Your favorite pot roast recipe?
Our second anniversary is coming up, and it occurred to me that I have never made my husband's favorite dish, pot roast. Can any Chowhounders share their favorite pot roast recipe?
And if you have recommendations for making the requisite gravy, those would be appreciated as well!
As always, many thanks in advance!
The America's Test Kitchen recipe - Pot Roast w/ Root Vegetables - is foolproof and very easy.
ATK , makes you register for the site in order to get the recipe - http://www.americastestkitchen.com/recipes/detail.php?docid=4775&extcode=M**ASCA00
But this is pretty much it without having to register for anything - http://www.mealsmatter.org/recipes-me...
The one I love right now has a dry rub for the meat before browning. One part dry mustard and paprika and thyme, half part salt, quarter part brown sugar and pepper. Brown that very well and then use onions, garlic, carrots and parsnips as your vegetables. Just water for cooking until fork tender.
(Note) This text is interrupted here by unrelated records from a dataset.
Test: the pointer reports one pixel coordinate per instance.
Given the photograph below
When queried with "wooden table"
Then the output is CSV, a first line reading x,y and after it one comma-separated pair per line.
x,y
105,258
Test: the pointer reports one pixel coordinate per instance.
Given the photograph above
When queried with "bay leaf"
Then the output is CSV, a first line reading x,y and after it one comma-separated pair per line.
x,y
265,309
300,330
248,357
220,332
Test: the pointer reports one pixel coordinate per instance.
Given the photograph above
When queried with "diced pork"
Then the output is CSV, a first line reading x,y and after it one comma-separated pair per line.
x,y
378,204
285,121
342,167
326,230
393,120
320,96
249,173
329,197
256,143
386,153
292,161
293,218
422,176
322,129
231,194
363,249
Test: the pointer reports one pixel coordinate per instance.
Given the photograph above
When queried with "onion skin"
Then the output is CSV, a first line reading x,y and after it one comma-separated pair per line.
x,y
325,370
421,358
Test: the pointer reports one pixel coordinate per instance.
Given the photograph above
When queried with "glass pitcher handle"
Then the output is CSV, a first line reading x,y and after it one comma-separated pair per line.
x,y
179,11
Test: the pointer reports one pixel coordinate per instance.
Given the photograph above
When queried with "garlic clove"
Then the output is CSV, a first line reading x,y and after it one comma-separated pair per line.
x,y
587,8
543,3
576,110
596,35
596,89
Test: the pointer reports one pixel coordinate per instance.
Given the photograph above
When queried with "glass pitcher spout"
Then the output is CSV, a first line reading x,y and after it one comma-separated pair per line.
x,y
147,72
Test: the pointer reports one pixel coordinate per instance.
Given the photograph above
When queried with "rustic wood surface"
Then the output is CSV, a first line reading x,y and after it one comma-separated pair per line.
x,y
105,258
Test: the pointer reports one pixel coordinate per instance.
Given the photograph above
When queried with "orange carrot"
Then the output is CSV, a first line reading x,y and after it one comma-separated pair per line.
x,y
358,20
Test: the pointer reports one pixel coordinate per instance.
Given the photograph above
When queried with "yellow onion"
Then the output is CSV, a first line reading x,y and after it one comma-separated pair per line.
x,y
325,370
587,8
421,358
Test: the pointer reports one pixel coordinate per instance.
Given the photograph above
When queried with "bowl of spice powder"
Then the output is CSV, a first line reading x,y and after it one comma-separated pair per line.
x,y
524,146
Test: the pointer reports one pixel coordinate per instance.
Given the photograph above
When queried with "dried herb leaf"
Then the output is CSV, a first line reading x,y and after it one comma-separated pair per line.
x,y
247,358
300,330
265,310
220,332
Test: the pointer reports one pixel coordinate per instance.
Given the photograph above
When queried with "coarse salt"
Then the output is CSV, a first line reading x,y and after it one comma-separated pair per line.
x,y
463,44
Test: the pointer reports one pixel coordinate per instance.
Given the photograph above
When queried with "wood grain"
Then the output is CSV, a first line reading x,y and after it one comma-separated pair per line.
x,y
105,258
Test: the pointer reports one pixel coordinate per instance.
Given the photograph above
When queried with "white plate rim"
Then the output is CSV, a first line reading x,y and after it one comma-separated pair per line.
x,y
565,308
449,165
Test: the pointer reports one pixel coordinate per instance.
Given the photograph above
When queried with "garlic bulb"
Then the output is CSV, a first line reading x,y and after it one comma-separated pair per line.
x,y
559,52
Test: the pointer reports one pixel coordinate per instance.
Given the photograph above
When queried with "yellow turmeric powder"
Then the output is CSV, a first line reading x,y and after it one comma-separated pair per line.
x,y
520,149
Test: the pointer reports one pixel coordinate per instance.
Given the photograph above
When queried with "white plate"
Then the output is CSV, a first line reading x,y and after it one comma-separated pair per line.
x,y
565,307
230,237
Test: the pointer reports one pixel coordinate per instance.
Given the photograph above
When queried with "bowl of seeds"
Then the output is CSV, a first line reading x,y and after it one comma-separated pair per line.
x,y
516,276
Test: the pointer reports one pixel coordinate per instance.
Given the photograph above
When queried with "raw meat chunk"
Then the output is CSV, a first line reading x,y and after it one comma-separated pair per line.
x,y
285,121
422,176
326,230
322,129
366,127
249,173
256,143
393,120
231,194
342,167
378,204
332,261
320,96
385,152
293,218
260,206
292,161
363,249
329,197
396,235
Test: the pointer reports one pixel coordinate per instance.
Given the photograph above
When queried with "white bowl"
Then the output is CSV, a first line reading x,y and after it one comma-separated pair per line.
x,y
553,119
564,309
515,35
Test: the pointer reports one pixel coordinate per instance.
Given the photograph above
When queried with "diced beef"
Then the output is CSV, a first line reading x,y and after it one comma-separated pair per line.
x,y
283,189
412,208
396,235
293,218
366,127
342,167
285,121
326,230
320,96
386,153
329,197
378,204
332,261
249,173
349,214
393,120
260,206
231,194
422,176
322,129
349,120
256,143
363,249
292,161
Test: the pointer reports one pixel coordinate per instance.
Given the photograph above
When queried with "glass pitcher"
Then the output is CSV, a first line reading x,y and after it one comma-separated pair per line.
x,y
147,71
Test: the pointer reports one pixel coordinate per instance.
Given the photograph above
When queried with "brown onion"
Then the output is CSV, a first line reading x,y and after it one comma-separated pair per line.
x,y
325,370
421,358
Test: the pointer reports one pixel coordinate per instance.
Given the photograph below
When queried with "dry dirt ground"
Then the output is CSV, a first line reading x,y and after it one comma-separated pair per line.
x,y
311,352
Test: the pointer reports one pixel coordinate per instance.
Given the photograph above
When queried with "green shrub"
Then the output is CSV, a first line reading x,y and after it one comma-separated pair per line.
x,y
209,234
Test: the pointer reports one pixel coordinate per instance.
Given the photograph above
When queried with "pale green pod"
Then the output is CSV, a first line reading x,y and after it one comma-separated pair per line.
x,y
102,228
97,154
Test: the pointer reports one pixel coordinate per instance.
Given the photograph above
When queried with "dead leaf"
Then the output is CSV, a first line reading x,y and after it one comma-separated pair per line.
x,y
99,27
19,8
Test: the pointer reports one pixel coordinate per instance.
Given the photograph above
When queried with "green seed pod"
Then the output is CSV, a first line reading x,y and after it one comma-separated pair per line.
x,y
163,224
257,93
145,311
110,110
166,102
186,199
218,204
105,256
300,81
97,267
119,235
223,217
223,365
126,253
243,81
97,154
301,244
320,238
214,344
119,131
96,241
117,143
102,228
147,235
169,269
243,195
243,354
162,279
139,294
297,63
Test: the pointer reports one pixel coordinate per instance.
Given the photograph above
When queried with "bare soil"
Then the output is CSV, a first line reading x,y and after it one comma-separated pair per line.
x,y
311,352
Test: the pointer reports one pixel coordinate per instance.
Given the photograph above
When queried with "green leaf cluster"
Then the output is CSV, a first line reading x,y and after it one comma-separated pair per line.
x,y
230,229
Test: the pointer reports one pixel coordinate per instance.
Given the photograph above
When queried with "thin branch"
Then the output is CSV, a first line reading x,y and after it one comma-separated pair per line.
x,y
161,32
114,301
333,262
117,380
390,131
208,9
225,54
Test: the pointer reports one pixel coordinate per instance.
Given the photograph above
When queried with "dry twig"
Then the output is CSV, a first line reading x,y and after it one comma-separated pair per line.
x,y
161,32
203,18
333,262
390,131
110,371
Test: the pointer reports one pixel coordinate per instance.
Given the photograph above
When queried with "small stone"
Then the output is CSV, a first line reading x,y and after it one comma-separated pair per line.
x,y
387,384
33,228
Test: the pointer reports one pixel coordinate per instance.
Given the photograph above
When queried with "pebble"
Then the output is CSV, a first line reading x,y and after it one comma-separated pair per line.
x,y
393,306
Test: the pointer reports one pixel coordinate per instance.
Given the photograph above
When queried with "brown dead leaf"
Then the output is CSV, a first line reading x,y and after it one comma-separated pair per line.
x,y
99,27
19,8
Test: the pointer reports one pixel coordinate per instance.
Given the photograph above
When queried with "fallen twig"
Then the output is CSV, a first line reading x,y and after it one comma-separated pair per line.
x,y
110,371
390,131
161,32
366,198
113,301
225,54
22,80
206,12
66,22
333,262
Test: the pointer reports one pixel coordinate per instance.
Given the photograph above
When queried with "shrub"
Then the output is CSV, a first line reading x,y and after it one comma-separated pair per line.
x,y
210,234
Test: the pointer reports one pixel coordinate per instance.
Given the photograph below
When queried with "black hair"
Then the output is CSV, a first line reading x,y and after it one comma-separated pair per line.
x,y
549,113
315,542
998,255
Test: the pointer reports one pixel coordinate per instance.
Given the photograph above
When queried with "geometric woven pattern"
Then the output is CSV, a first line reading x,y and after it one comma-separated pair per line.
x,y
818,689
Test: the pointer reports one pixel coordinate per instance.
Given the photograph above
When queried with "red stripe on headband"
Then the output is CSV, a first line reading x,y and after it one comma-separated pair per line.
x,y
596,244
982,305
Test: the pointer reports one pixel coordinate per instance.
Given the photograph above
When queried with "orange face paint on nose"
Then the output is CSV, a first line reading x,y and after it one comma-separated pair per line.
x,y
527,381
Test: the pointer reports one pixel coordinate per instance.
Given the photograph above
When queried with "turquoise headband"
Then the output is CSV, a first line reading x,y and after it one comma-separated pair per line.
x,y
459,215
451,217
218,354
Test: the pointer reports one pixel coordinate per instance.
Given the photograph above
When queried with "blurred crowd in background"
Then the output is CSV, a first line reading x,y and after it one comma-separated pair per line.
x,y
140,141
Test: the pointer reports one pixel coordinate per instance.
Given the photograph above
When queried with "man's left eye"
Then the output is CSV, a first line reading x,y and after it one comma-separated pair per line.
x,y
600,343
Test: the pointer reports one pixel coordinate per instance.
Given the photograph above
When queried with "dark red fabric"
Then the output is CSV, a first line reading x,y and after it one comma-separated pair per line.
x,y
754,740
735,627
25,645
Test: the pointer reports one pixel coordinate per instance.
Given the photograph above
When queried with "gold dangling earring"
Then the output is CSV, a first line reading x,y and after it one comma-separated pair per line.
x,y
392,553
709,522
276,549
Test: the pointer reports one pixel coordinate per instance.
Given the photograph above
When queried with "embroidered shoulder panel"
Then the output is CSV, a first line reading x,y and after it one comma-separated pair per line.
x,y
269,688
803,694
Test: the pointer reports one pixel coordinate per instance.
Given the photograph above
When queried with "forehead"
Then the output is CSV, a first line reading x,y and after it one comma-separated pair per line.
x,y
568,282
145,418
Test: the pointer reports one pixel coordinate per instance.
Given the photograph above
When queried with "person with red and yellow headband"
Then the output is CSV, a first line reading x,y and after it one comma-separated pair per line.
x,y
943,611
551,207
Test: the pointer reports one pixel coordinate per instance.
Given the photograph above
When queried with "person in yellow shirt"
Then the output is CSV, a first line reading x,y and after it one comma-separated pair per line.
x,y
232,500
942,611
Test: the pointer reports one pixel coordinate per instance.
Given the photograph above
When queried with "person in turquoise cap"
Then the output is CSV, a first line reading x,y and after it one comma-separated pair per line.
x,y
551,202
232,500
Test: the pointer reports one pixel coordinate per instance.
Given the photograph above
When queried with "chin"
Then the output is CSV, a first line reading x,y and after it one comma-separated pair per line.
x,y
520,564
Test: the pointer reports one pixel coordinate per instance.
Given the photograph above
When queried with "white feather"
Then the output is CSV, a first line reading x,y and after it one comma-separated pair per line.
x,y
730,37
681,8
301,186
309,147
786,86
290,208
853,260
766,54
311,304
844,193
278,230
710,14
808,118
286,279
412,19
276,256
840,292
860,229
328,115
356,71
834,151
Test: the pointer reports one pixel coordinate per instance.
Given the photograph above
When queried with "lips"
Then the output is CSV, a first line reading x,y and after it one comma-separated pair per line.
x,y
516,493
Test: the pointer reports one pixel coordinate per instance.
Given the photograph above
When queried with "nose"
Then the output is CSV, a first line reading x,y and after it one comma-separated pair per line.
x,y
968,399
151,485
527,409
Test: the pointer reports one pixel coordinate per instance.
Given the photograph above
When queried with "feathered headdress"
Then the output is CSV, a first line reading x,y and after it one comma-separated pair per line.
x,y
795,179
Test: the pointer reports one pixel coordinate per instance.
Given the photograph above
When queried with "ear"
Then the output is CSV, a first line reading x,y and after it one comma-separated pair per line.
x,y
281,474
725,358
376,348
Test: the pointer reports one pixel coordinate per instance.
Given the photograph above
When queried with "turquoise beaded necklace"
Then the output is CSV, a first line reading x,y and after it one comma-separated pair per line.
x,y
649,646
I never use flour, but just reduce the sauce once the meat and veggies are out and resting.
Um, I don't think I've ever used a recipe to make pot roast, but I'll try to outline my method.
Combine a few Tbsp flour with salt & pepper (maybe 2 tsp salt, 1/2 tsp pepper)
Take a 4-5 lb chuck roast and cover it with the seasoned flour mixture.
Heat a few Tbsp of oil in a heavy casserole on the stove.
Place the roast in the casserole and get it nice and brown on all sides.
While the meat is browning chop an onion and a few cloves of garlic.
When the meat is brown lower the heat, add the onion and garlic, and cook until they are translucent (5 minutes or so).
Add the liquid of your choice (wine, beer, tomato juice, beef stock will all work well) and some fresh thyme sprigs, maybe half a bunch or 6-8 sprigs.
Couple of bay leaves couldn't hurt.
Cover and simmer for 3 hours or so until almost done.
Add peeled carrots cut into largish pieces, peeled cippolini onions, celery, turnips, potatoes and any other vegetables that float your boat.
Cook on low heat until the vegetables are done.
You can either serve right away, or take the meat and vegetables out of the sauce and put everything in the refrigerator (separately). When the sauce has cooled spoon off the fat. Then put everything back into the same pot and heat it up for dinner.
There is no gravy making involved as the sauce makes itself
I put in the vegetables after the meat has cooked for three hours. I'd guess they'll take about a half an hour to cook, but it depends on what vegetables you're using and how they're cut. They're done when you can prick them easily with a sharp knife or fork.
I wouldn't add that much liquid at all. I probably start out with 1-1/2 to 2 cups, which should be enough to come up an inch or so, depending on the size of the pan. You may need to add more during the cooking time to maintain this level.
Use a slow cooker and you won't have to make the gravy as the gravy makes itself. Put 1/2 cup flour in the dry crock, add 1 tsp salt, stir in an 8-oz can tomato sauce so it doesn't lump, then add 2 cans of beer, the meat, and some peeled potatoes and onions and carrots. Some people like celery also, and a few portobello mushrooms make a nice brown gravy. Add water if needed to bring the liquid up to half-cover the meat and mostly cover the vegetables. A couple of bay leaves wouldn't hurt. Then cook it on Low for ten hours. PS if his mother didn't cook it with beer and you don't like that flavor you can use any combination of water, wine, tomato juice, V-8, and beef stock from the supermarket. When the potroast is done you should have LOTS of gravy---you might need to add a little liquid during the cooking period to keep the level up. You do not need to brown the meat; that is a folkloric myth. PPS If you are wondering what cut of meat to use, I recommend eye of the round of beef. Don't cook for less time or meat will be tough.